Breaking News: US-EU Announce New Data Transfer Framework, the “EU-US Privacy Shield”

Posted: February 02, 2016

As announced on February 2, the European Commission and the United States reached an agreement on a new framework that will regulate cross-border data transfers. The new scheme – the EU-US Privacy Shield – is the result of intensive negotiations over the past few years. These negotiations took on an even higher level of urgency following the European Court of Justice’s court ruling in October 2015 that invalidated the long-standing EU-US Safe Harbor framework. It’s important to note that this agreement is not yet legally binding. Negotiations largely focused on reform of surveillance activities conducted by the US. In particular, the US committed to conducting public surveillance for law enforcement and national security purposes on European citizens in accordance with clear guidelines and oversight. Concerned Europeans will also have a formalized complaint mechanism. Commissioner Jourová remarked in her statements that this was a “unique step the US has made to restore trust in our transatlantic relations.” The European Commission’s press release outlined several elements that comprise the new framework:

• Strong and robust obligations on how US companies must process personal data and guarantee individual rights. Enforcement will continue to be overseen by the Federal Trade Commission (FTC).
• Clear safeguards and transparency obligations in relation to US government access for law enforcement and national security. The European Commission and US Department of Commerce will conduct an annual joint review of these activities.
• Effective protection of EU citizens’ rights with additional redress possibilities including requirements and deadlines for companies to respond to complaints. European Data Protection Authorities (DPAs) may refer complaints to the Department of Commerce and FTC.

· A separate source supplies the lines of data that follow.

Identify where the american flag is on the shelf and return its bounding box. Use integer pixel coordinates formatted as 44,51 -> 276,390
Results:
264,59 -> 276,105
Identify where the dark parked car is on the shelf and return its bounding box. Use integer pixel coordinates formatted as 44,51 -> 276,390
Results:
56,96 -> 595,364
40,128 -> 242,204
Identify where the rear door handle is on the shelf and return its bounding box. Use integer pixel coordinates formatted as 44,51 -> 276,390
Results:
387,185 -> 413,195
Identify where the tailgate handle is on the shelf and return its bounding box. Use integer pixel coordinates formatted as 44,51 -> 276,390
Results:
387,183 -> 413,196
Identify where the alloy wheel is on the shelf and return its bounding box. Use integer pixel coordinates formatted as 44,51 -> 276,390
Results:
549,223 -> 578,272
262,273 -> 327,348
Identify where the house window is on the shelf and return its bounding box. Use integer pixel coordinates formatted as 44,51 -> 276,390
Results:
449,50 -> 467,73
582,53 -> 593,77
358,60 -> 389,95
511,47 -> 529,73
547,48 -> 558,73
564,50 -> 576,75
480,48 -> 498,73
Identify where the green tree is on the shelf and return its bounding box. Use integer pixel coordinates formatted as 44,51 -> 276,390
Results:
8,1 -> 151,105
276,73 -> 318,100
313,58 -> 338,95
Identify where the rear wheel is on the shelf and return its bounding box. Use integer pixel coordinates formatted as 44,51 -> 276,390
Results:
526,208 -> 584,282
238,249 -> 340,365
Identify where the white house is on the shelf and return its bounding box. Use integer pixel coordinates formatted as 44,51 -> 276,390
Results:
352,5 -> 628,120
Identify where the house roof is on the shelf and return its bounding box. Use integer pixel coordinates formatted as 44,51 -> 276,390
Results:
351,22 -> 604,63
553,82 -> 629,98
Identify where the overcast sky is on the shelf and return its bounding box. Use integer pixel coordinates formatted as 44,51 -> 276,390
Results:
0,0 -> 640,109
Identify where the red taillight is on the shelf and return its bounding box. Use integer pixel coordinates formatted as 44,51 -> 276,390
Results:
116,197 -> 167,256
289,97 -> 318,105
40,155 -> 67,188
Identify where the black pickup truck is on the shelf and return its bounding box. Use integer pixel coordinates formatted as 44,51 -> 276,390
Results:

In the coming weeks, the European Commission will prepare and announce a draft “adequacy decision” with consultation from the Article 29 Working Party and a committee composed of Member State representatives. The proposed decision would then be considered by the College of Commissioners. In the US, the FTC and Department of Commerce are also working to prepare and formalize the new framework and monitoring mechanisms. Although this announcement may bring a sigh of relief for the thousands of organizations that relied on the Safe Harbor Framework to transfer consumer and employee data between the US and EU, uncertainties remain as to the reception this agreement may receive by the DPAs. Further, some critics have already vocalized their dismay at the terms of the deal claiming that it may not meet the ECJ’s ruling. Impacted parties should continue to monitor the progress of this new agreement over the course of the next several weeks.